In Queensland, following recent stories of a health care system in crisis, where Queenslanders were being urged by the Health Minister not to go to hospital unless it was a medical emergency because almost all the public hospital beds were taken, there are new challenges facing elderly residents when it comes to health care.
We know that elder abuse is an increasing issue in Queensland. In 2017, the media reported a 19% increase in the number of Gold Coast residents seeking legal support due to elder abuse, as well as a Parliamentary Report on elder abuse that identified the Sunshine Coast and the Gold Coast as requiring particular attention because of the rise in the incidence of elder abuse in those areas.
So who is profiting from this alarming state of affairs? None other than Philip Nitschke, founder of Exit International, who was in the media this week boasting that “membership at the Gold Coast branch of his Exit International had skyrocketed to become the highest in Australia” because “many retirees did not want to do into an aged care village.”
In other words, elderly people consider that the aged care system in Queensland is so bad, they would rather suicide.
To quote Philip Nitschke again:
“We have a number of cases of people faced with a choice of going into a nursing home who make the decision for a peaceful, elective death.”
Let those words sink in for a moment.

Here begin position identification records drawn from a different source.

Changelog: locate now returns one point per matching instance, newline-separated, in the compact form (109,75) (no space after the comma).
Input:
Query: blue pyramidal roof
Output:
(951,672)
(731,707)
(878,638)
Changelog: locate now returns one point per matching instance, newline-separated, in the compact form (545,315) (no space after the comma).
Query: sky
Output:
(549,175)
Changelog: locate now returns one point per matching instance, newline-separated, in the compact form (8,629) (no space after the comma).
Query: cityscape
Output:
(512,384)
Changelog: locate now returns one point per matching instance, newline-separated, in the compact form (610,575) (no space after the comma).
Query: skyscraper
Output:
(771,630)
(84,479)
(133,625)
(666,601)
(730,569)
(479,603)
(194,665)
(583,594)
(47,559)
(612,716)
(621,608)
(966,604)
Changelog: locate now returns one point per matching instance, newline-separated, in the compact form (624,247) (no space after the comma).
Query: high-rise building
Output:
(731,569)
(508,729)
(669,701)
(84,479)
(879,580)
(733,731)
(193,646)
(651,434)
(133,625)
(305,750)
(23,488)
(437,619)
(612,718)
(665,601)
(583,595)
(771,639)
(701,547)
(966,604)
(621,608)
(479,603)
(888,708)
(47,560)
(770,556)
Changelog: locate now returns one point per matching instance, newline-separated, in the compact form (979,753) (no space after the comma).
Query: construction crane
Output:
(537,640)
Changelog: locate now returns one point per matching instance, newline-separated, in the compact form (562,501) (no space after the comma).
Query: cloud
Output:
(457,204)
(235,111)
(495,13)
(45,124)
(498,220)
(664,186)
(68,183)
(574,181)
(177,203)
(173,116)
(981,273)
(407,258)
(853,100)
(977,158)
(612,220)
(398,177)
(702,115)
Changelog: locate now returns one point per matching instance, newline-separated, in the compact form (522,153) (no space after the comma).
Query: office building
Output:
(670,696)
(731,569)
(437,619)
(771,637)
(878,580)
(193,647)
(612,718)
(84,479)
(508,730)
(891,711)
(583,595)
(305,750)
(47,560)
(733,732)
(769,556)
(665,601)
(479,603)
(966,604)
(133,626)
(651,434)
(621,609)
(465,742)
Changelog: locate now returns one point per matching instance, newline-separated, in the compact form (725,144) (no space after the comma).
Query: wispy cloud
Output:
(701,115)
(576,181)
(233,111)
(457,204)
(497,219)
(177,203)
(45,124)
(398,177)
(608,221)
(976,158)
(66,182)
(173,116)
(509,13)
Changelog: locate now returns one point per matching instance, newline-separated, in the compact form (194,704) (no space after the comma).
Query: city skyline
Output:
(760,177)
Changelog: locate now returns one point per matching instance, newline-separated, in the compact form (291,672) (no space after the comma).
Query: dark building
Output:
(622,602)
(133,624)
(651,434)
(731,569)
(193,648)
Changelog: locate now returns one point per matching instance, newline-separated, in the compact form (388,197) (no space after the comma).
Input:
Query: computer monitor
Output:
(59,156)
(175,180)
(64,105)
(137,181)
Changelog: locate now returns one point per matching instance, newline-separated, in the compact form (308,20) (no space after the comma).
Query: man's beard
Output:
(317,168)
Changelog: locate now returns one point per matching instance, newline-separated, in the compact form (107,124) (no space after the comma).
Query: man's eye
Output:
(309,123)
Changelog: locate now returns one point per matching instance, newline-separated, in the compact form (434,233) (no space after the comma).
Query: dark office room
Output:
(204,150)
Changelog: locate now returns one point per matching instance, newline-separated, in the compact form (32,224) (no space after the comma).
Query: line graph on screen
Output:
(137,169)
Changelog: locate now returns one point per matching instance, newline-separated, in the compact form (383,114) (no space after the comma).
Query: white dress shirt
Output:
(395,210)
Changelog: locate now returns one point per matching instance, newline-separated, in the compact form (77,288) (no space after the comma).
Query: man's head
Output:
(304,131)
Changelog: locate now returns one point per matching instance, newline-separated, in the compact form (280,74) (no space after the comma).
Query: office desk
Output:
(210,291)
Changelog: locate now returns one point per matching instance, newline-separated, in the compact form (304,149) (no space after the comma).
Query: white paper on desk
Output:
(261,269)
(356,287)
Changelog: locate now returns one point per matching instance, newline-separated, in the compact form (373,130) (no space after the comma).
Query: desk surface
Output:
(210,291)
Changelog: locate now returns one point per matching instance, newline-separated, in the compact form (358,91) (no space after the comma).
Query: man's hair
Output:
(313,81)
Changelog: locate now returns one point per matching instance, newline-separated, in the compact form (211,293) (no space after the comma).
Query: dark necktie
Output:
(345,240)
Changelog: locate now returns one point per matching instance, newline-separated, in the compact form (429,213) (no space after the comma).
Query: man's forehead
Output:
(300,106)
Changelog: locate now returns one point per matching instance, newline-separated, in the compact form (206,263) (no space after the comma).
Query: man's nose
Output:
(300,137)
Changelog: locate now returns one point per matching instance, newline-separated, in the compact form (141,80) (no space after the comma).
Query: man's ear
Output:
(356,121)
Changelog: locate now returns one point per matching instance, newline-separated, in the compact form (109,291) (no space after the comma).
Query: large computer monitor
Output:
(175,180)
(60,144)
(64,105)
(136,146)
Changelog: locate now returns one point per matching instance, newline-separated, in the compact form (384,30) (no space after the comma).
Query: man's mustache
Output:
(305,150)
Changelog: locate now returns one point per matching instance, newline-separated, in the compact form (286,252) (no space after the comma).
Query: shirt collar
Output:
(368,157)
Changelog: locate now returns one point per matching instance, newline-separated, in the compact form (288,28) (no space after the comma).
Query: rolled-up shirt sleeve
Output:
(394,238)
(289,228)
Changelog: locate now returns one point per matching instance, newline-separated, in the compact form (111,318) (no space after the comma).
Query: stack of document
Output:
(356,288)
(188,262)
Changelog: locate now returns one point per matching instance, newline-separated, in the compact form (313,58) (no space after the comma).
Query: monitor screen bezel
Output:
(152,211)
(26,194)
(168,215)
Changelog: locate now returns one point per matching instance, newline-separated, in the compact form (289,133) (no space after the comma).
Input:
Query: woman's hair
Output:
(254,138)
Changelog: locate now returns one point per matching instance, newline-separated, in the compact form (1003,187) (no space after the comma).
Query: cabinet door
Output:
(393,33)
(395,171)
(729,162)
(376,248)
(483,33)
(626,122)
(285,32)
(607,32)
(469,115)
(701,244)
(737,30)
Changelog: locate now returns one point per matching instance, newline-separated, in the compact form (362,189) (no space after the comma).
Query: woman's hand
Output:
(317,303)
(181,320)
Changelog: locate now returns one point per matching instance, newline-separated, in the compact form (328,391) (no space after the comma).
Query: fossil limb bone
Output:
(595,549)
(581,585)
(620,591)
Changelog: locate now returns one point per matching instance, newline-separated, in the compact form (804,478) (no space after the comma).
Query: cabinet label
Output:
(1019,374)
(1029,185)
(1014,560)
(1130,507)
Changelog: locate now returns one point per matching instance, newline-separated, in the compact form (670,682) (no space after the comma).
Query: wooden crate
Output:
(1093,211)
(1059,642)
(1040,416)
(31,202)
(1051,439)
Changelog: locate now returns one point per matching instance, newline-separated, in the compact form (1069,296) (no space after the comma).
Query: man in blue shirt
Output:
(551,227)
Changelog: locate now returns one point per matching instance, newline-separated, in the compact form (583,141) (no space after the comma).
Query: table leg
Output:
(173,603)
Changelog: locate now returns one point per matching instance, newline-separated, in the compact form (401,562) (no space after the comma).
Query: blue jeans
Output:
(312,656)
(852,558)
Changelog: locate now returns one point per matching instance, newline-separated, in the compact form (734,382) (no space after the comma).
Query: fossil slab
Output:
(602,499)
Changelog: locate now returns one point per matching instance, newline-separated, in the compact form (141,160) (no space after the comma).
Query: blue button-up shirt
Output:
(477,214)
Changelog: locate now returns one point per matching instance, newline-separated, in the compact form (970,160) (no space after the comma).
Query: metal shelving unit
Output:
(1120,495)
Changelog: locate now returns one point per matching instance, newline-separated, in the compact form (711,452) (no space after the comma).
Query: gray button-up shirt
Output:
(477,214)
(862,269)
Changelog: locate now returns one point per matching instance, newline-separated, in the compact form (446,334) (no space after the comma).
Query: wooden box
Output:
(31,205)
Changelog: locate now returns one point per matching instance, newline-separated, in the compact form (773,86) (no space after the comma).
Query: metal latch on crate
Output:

For these elderly Queenslanders, death is an option that is preferable to going to a nursing home in their home state.
So why is the government in Queensland pushing ahead with its euthanasia inquiry instead of immediately addressing the issues at hand?
The people who are suffering as a result of this health crisis are the elderly in Queensland who are too scared to go into a nursing home because they are worried they will be neglected, abused, abandoned.
Is the death message being peddled by Exit International honestly the best that we have to offer the elderly and frail members of our communities?
It is time that the government addressed the serious shortfalls in the aged care health system, and invested sufficient resources into ensuring that our elderly, frail and terminally ill patients receive adequate care at this most vulnerable of time in their lives.